TENTANG KELOMPOK PARAMILITER: BELAJAR DARI KASUS TIMOR TIMUR

Ada bagian dari sejarah kita yang tidak dengan jujur kita akui sampai saat ini. Kisah dalam sejarah itu bercerita mengenai kecerdasan negara. Sebuah kecerdasan yang digunakan untuk membelah masyarakat dan membiarkan pemangsaan sekelompok masyarakat terhadap masyarakat yang lain. Sebuah kecerdasan yang terus direproduksi untuk melanggengkan kekuasaan. Kecerdasan itu adalah membentuk sipil paramiliter

Masyarakat Indonesia banyak mengalami pengalaman buruk ketika organisasi paramiliter ada di antara mereka. Salah satu kasusnya adalah pembentukan milisi-milisi di Timor Timur menjelang referendum. Kasus itu menarik karena paramiliter menjadi mata rantai penting terjadinya pelanggaran berat HAM di wilayah itu.
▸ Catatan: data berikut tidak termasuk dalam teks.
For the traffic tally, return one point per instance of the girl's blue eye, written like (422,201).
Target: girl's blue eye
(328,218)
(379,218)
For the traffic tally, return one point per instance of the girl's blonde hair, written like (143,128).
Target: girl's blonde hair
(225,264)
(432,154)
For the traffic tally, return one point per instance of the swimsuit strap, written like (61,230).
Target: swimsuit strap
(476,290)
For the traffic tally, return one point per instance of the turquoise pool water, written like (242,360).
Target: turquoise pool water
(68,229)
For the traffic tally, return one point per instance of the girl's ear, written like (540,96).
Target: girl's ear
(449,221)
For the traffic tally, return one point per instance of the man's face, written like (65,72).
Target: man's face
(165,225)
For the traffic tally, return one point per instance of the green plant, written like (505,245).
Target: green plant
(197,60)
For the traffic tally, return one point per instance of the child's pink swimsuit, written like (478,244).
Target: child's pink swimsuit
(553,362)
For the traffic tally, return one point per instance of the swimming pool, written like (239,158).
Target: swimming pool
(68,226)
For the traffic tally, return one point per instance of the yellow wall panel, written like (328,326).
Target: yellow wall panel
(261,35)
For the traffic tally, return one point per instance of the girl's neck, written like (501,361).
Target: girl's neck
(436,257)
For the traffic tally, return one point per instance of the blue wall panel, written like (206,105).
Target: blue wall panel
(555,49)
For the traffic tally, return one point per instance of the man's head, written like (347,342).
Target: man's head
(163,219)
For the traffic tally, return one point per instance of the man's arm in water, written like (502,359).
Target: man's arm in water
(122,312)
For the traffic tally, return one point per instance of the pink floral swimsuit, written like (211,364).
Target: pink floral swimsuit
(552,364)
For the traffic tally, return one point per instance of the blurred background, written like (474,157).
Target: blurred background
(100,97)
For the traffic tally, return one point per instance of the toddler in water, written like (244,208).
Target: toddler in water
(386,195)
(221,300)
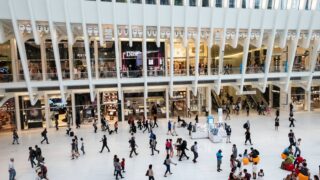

Segera setelah Soeharto jatuh dari kekuasaannya pada tahun 1998, pemerintah Indonesia memberikan janji referendum (jajak pendapat) pada Timor Timur untuk memilih apakah hendak merdeka atau tetap menjadi bagian Republik Indonesia. Tentu saja, janji itu tidak pernah tulus. Ketidaktulusan itu segera tampak dari apa yang dilakukan pemerintah Indonesia setelah janji itu diluncurkan resmi, pemerintah membentuk banyak sekali kelompok milisi. Menurut CAVR, tidak kurang dari 25 kelompok milisi bentukan militer Indonesia di Timor Timur. Salah satunya, Kelompok Besi Merah Putih pimpinan Eurico Guteres. Berbeda dengan milisi yang telah ada sebelumnya, rekayasa dan dukungan militer di balik milisi-milisi baru ini amat jelas. Anggota milisi yang dibentuk sekarang memiliki kedekatan dengan tentara sejak dekade 1970-an, dan terus mendapat binaan dari tentara Indonesia.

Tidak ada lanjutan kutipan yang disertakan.